Social Security Public-Use Data Files (SSA)

License: GPL v3 Github Actions Badge

Microdata from administrative sources like the Master Beneficiary Record, Supplemental Security Record.


Download, Import, Preparation

Download and import the 1951-2006 one percent files with one record per person and per person-year:

library(haven)
library(httr)

tf <- tempfile()

ssa_url <- "https://www.ssa.gov/policy/docs/microdata/epuf/epuf2006_sas_files.zip"

GET( ssa_url , write_disk( tf ) , progress() )

ssa_files <- unzip( tf , exdir = tempdir() )

ssa_fn <- grep( 'demographic' , ssa_files , value = TRUE )

annual_fn <- grep( 'annual' , ssa_files , value = TRUE )

ssa_tbl <- read_sas( ssa_fn )

annual_tbl <- read_sas( annual_fn )

ssa_df <- data.frame( ssa_tbl )

annual_df <- data.frame( annual_tbl )

names( ssa_df ) <- tolower( names( ssa_df ) )

names( annual_df ) <- tolower( names( annual_df ) )

Sum up 1951-1952 and 1953-2006 earnings, and also 1953-2006 credits, copying the naming convention:

summed_earnings_5152 <-
    with( 
        subset( annual_df , year_earn %in% 1951:1952 ) , 
        aggregate( annual_earnings , list( id ) , sum )
    )
    
names( summed_earnings_5152 ) <- c( 'id' , 'tot_cov_earn5152' )

summed_earnings_5306 <-
    with( 
        subset( annual_df , year_earn > 1952 ) , 
        aggregate( annual_earnings , list( id ) , sum )
    )
    
names( summed_earnings_5306 ) <- c( 'id' , 'tot_cov_earn5306' )

summed_quarters_5306 <-
    with( 
        subset( annual_df , year_earn > 1952 ) , 
        aggregate( annual_qtrs , list( id ) , sum )
    )

names( summed_quarters_5306 ) <- c( 'id' , 'qc5306' )

Isolate a single year of earnings:

earnings_2006 <- annual_df[ annual_df[ , 'year_earn' ] == 2006 , c( 'id' , 'annual_earnings' ) ]

names( earnings_2006 ) <- c( 'id' , 'tot_cov_earn06' )
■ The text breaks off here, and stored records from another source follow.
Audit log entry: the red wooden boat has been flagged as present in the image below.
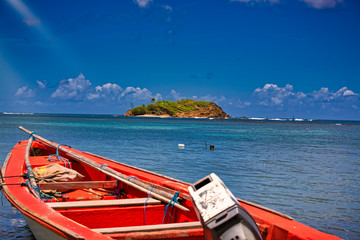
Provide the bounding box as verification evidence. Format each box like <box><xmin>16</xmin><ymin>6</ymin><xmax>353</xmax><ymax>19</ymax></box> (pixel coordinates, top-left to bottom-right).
<box><xmin>0</xmin><ymin>127</ymin><xmax>342</xmax><ymax>240</ymax></box>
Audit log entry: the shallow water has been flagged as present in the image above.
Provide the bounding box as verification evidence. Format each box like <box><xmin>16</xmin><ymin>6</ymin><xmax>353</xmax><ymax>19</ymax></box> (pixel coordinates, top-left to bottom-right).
<box><xmin>0</xmin><ymin>114</ymin><xmax>359</xmax><ymax>239</ymax></box>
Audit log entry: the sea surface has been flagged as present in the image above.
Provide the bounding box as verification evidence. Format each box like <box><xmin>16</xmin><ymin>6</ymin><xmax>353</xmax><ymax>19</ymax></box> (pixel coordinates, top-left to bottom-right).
<box><xmin>0</xmin><ymin>113</ymin><xmax>359</xmax><ymax>240</ymax></box>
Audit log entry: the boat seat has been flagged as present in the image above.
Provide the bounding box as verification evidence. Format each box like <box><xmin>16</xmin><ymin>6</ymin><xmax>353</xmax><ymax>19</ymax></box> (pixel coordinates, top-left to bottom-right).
<box><xmin>39</xmin><ymin>181</ymin><xmax>117</xmax><ymax>191</ymax></box>
<box><xmin>46</xmin><ymin>198</ymin><xmax>161</xmax><ymax>209</ymax></box>
<box><xmin>92</xmin><ymin>221</ymin><xmax>202</xmax><ymax>234</ymax></box>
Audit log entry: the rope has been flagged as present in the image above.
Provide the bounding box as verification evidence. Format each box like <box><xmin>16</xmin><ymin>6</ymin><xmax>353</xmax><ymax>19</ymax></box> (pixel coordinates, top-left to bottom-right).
<box><xmin>100</xmin><ymin>164</ymin><xmax>108</xmax><ymax>170</ymax></box>
<box><xmin>2</xmin><ymin>174</ymin><xmax>27</xmax><ymax>179</ymax></box>
<box><xmin>128</xmin><ymin>176</ymin><xmax>138</xmax><ymax>181</ymax></box>
<box><xmin>41</xmin><ymin>192</ymin><xmax>57</xmax><ymax>202</ymax></box>
<box><xmin>144</xmin><ymin>184</ymin><xmax>155</xmax><ymax>225</ymax></box>
<box><xmin>29</xmin><ymin>132</ymin><xmax>37</xmax><ymax>156</ymax></box>
<box><xmin>25</xmin><ymin>170</ymin><xmax>35</xmax><ymax>179</ymax></box>
<box><xmin>0</xmin><ymin>182</ymin><xmax>27</xmax><ymax>187</ymax></box>
<box><xmin>25</xmin><ymin>179</ymin><xmax>43</xmax><ymax>200</ymax></box>
<box><xmin>36</xmin><ymin>177</ymin><xmax>54</xmax><ymax>184</ymax></box>
<box><xmin>29</xmin><ymin>131</ymin><xmax>36</xmax><ymax>139</ymax></box>
<box><xmin>31</xmin><ymin>147</ymin><xmax>36</xmax><ymax>157</ymax></box>
<box><xmin>24</xmin><ymin>177</ymin><xmax>56</xmax><ymax>201</ymax></box>
<box><xmin>162</xmin><ymin>191</ymin><xmax>180</xmax><ymax>223</ymax></box>
<box><xmin>47</xmin><ymin>144</ymin><xmax>71</xmax><ymax>168</ymax></box>
<box><xmin>115</xmin><ymin>180</ymin><xmax>120</xmax><ymax>199</ymax></box>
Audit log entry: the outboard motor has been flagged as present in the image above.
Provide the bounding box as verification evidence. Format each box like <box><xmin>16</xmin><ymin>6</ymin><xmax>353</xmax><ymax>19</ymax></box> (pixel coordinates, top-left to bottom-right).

Merge each new column on to the person-level table, then add zeroes to person-years without earnings:

stopifnot( all( !is.na( ssa_df ) ) )

before_nrow <- nrow( ssa_df )

ssa_df <- merge( ssa_df , summed_earnings_5152 , all.x = TRUE )

ssa_df <- merge( ssa_df , summed_earnings_5306 , all.x = TRUE )
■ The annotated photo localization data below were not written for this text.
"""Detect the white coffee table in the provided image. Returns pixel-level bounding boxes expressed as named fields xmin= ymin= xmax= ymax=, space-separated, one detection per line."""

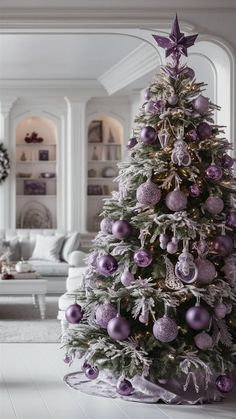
xmin=0 ymin=279 xmax=48 ymax=319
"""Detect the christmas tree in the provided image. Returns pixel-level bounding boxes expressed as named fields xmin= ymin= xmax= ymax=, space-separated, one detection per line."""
xmin=63 ymin=15 xmax=236 ymax=403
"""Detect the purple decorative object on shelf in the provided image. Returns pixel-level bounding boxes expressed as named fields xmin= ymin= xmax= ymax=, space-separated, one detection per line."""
xmin=24 ymin=180 xmax=46 ymax=195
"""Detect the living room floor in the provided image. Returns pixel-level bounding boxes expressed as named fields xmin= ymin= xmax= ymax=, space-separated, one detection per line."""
xmin=0 ymin=344 xmax=235 ymax=419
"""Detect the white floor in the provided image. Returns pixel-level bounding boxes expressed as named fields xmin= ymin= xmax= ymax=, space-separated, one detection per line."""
xmin=0 ymin=344 xmax=235 ymax=419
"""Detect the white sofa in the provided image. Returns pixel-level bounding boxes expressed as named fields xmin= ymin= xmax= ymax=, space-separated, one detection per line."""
xmin=0 ymin=229 xmax=88 ymax=294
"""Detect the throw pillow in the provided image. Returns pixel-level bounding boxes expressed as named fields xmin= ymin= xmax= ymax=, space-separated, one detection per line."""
xmin=30 ymin=234 xmax=65 ymax=262
xmin=0 ymin=238 xmax=20 ymax=261
xmin=61 ymin=232 xmax=80 ymax=262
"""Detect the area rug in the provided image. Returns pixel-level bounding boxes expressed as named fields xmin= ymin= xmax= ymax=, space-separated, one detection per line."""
xmin=0 ymin=296 xmax=61 ymax=343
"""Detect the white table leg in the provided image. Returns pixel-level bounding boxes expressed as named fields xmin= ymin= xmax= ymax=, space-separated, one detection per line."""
xmin=38 ymin=294 xmax=46 ymax=320
xmin=32 ymin=294 xmax=38 ymax=307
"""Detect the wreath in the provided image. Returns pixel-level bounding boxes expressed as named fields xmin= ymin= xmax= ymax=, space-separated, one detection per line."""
xmin=0 ymin=143 xmax=10 ymax=184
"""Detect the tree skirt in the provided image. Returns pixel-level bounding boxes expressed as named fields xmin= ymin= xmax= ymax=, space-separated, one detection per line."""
xmin=64 ymin=369 xmax=225 ymax=404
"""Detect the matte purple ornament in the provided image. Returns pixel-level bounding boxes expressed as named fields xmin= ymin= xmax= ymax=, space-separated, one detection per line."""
xmin=226 ymin=212 xmax=236 ymax=229
xmin=189 ymin=184 xmax=201 ymax=198
xmin=185 ymin=129 xmax=197 ymax=142
xmin=144 ymin=88 xmax=151 ymax=100
xmin=167 ymin=94 xmax=178 ymax=106
xmin=195 ymin=258 xmax=216 ymax=285
xmin=63 ymin=353 xmax=71 ymax=364
xmin=107 ymin=316 xmax=131 ymax=341
xmin=100 ymin=218 xmax=113 ymax=234
xmin=133 ymin=248 xmax=152 ymax=267
xmin=214 ymin=302 xmax=227 ymax=319
xmin=76 ymin=351 xmax=82 ymax=359
xmin=205 ymin=196 xmax=224 ymax=215
xmin=127 ymin=137 xmax=138 ymax=149
xmin=185 ymin=306 xmax=210 ymax=330
xmin=216 ymin=375 xmax=234 ymax=393
xmin=95 ymin=303 xmax=117 ymax=328
xmin=205 ymin=164 xmax=223 ymax=181
xmin=166 ymin=189 xmax=187 ymax=212
xmin=221 ymin=154 xmax=234 ymax=169
xmin=153 ymin=316 xmax=178 ymax=342
xmin=192 ymin=95 xmax=209 ymax=114
xmin=97 ymin=254 xmax=118 ymax=276
xmin=197 ymin=122 xmax=212 ymax=140
xmin=159 ymin=233 xmax=169 ymax=249
xmin=65 ymin=303 xmax=83 ymax=324
xmin=166 ymin=241 xmax=178 ymax=254
xmin=116 ymin=378 xmax=133 ymax=396
xmin=82 ymin=360 xmax=91 ymax=372
xmin=213 ymin=235 xmax=234 ymax=257
xmin=194 ymin=331 xmax=213 ymax=350
xmin=136 ymin=179 xmax=161 ymax=205
xmin=140 ymin=126 xmax=158 ymax=145
xmin=145 ymin=99 xmax=155 ymax=114
xmin=85 ymin=366 xmax=99 ymax=380
xmin=112 ymin=220 xmax=131 ymax=240
xmin=121 ymin=270 xmax=135 ymax=287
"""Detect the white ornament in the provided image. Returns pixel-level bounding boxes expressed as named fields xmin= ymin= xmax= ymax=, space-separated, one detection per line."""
xmin=164 ymin=255 xmax=183 ymax=290
xmin=175 ymin=247 xmax=198 ymax=284
xmin=171 ymin=128 xmax=191 ymax=167
xmin=158 ymin=129 xmax=170 ymax=148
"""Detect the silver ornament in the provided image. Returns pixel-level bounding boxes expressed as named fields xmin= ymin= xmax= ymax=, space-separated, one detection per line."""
xmin=164 ymin=255 xmax=183 ymax=290
xmin=158 ymin=129 xmax=170 ymax=148
xmin=171 ymin=126 xmax=191 ymax=166
xmin=167 ymin=241 xmax=178 ymax=254
xmin=175 ymin=247 xmax=198 ymax=284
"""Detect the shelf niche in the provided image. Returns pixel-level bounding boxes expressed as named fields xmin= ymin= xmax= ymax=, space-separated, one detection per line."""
xmin=87 ymin=115 xmax=123 ymax=233
xmin=15 ymin=116 xmax=58 ymax=229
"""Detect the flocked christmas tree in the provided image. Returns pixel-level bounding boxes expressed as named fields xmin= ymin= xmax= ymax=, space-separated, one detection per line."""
xmin=63 ymin=15 xmax=236 ymax=403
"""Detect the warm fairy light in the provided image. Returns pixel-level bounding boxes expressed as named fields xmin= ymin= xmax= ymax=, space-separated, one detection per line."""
xmin=168 ymin=354 xmax=175 ymax=360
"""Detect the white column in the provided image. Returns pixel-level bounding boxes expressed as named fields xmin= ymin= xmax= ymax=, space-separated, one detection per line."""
xmin=65 ymin=97 xmax=89 ymax=232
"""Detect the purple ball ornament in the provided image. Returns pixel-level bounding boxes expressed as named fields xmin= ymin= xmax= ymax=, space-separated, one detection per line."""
xmin=63 ymin=353 xmax=72 ymax=364
xmin=133 ymin=248 xmax=152 ymax=267
xmin=189 ymin=184 xmax=201 ymax=198
xmin=121 ymin=270 xmax=135 ymax=287
xmin=144 ymin=99 xmax=155 ymax=114
xmin=185 ymin=305 xmax=210 ymax=330
xmin=192 ymin=95 xmax=209 ymax=114
xmin=107 ymin=316 xmax=131 ymax=341
xmin=85 ymin=366 xmax=99 ymax=380
xmin=117 ymin=378 xmax=134 ymax=396
xmin=144 ymin=88 xmax=151 ymax=100
xmin=100 ymin=218 xmax=113 ymax=234
xmin=216 ymin=375 xmax=234 ymax=393
xmin=214 ymin=302 xmax=228 ymax=319
xmin=205 ymin=164 xmax=223 ymax=181
xmin=226 ymin=212 xmax=236 ymax=229
xmin=112 ymin=220 xmax=131 ymax=240
xmin=140 ymin=126 xmax=158 ymax=145
xmin=127 ymin=137 xmax=138 ymax=149
xmin=182 ymin=67 xmax=195 ymax=80
xmin=97 ymin=254 xmax=118 ymax=276
xmin=194 ymin=331 xmax=213 ymax=350
xmin=159 ymin=233 xmax=169 ymax=249
xmin=65 ymin=303 xmax=83 ymax=324
xmin=166 ymin=241 xmax=178 ymax=254
xmin=221 ymin=154 xmax=234 ymax=169
xmin=205 ymin=196 xmax=224 ymax=215
xmin=213 ymin=235 xmax=234 ymax=257
xmin=136 ymin=179 xmax=161 ymax=206
xmin=185 ymin=129 xmax=197 ymax=142
xmin=197 ymin=122 xmax=212 ymax=140
xmin=166 ymin=189 xmax=187 ymax=212
xmin=195 ymin=258 xmax=216 ymax=285
xmin=82 ymin=360 xmax=91 ymax=372
xmin=95 ymin=303 xmax=118 ymax=328
xmin=153 ymin=315 xmax=178 ymax=343
xmin=167 ymin=94 xmax=178 ymax=106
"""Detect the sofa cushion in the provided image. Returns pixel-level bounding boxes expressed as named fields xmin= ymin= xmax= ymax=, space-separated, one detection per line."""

ssa_df <- merge( ssa_df , summed_quarters_5306 , all.x = TRUE )

ssa_df <- merge( ssa_df , earnings_2006 , all.x = TRUE )

ssa_df[ is.na( ssa_df ) ] <- 0

stopifnot( nrow( ssa_df ) == before_nrow )

Save Locally  

Save the object at any point:

# ssa_fn <- file.path( path.expand( "~" ) , "SSA" , "this_file.rds" )
# saveRDS( ssa_df , file = ssa_fn , compress = FALSE )

Load the same object:

# ssa_df <- readRDS( ssa_fn )

Variable Recoding

Add new columns to the data set:

ssa_df <- 
    transform( 
        ssa_df ,

        decade_of_birth = floor( yob / 10 ) * 10 ,
        
        sex = factor( sex , levels = 1:2 , labels = c( 'male' , 'female' ) ) ,
        
        tot_cov_earn3706 = ( tot_cov_earn3750 + tot_cov_earn5152 + tot_cov_earn5306 ) ,
        
        qc3706 = ( qc3750 + qc5152 + qc5306 ) ,
        
        any_earnings_2006 = ( tot_cov_earn06 > 0 ) ,
        
        earnings_periods =
            factor(
                ifelse( ( tot_cov_earn5152 + tot_cov_earn5306 > 0 ) & tot_cov_earn3750 > 0 , 1 ,
                ifelse( tot_cov_earn5152 > 0 | tot_cov_earn5306 > 0 , 2 ,
                ifelse( tot_cov_earn3750 > 0 , 3 , 4 ) ) ) ,
                levels = 1:4 ,
                labels =
                    c( 'Earnings in both periods' , 'Earnings during 1951-2006 only' ,
                        'Earnings during 1937-1950 only' , 'No earnings' ) )
    )

Analysis Examples with base R  

Unweighted Counts

Count the unweighted number of records in the table, overall and by groups:

nrow( ssa_df )

table( ssa_df[ , "sex" ] , useNA = "always" )

Descriptive Statistics

Calculate the mean (average) of a linear variable, overall and by groups:

mean( ssa_df[ , "tot_cov_earn3706" ] )

tapply(
    ssa_df[ , "tot_cov_earn3706" ] ,
    ssa_df[ , "sex" ] ,
    mean 
)

Calculate the distribution of a categorical variable, overall and by groups:

prop.table( table( ssa_df[ , "decade_of_birth" ] ) )

prop.table(
    table( ssa_df[ , c( "decade_of_birth" , "sex" ) ] ) ,
    margin = 2
)

Calculate the sum of a linear variable, overall and by groups:

sum( ssa_df[ , "tot_cov_earn3706" ] )

tapply(
    ssa_df[ , "tot_cov_earn3706" ] ,
    ssa_df[ , "sex" ] ,
    sum 
)

Calculate the median (50th percentile) of a linear variable, overall and by groups:

quantile( ssa_df[ , "tot_cov_earn3706" ] , 0.5 )

tapply(
    ssa_df[ , "tot_cov_earn3706" ] ,
    ssa_df[ , "sex" ] ,
    quantile ,
    0.5 
)

Subsetting

Limit your data.frame to individuals with at least forty lifetime credits:

sub_ssa_df <- subset( ssa_df , qc3706 >= 40 )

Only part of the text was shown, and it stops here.